It should be no inconvenience during ascending & descending as means of public transportation as long as many demands of utilization. But vertical height of bus stair was manufactured to a higher degree than that of such various cases as walking road, outside & inside of building, tracking & climb course, vehicles. In order to investigate & solve an inconvenience of incumbent height of bus stair, this study undertaken to investigate & solve an inconvenience factors of improper height of bus stair and thus analyzed variables of TT (transfer time), CV (coefficient of variation) and AI (asymmetry index) of PVF (peak vertical force) using GRF during ascending and descending.

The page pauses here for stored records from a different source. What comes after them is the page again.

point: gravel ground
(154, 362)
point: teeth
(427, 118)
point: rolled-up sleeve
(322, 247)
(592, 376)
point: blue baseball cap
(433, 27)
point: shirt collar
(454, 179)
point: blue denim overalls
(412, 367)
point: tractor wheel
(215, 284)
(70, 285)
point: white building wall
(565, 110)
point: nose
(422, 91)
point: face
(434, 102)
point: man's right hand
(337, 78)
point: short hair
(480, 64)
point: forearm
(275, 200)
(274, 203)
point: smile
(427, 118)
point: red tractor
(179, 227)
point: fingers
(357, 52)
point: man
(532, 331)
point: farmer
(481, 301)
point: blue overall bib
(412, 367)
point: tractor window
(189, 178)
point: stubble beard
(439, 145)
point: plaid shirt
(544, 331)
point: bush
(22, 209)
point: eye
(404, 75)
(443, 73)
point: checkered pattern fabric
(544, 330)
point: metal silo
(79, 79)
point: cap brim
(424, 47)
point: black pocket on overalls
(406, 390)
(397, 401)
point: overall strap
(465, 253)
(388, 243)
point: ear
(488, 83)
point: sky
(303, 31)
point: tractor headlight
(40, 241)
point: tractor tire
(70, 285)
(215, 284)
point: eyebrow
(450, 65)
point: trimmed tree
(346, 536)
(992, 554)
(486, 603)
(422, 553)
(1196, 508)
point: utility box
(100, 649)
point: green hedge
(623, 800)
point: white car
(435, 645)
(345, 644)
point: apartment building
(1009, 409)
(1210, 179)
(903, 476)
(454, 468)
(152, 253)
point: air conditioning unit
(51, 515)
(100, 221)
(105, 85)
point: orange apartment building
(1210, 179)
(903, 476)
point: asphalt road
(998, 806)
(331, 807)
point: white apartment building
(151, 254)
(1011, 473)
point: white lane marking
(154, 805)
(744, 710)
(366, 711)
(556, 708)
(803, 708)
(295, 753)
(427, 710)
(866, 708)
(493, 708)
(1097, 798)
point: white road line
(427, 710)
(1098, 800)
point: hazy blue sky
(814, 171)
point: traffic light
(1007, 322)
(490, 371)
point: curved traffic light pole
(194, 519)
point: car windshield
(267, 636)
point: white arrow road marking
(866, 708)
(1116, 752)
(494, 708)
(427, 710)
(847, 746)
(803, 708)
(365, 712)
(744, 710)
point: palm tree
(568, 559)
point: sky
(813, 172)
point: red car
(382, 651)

Pattern of VRF (vertical reaction force) occurred during ascending & descending on the basis of Stüssi & Debrunner (1980), Stacoff et al. (2005) during ascending & descending did not show apparent figuration of "M" appearing on level gait during supporting phase of left foot, but showed similar peak figuration of 2 times (PVF2 and PVF4).

The 1st of PVF1 during descending on common stair showed 1.40±0.20 N/BW (Christina & Cavanagh, 2002), 2.06 N/BW (Lobo da Costa & Amadio, 1995), 1.26 N/BW at 24 deg. of incline, 1.32 N/BW at 30 deg (Riener, Rabuffetti & Frigo, 2002), 1.56B N/BW on 17.1 cm and 1.57 N/ BW on 20 cm of stair height (Stacoff et al., 2005) respectively, but this study showed larger figuration of 3.96 N/BW during descending than the former.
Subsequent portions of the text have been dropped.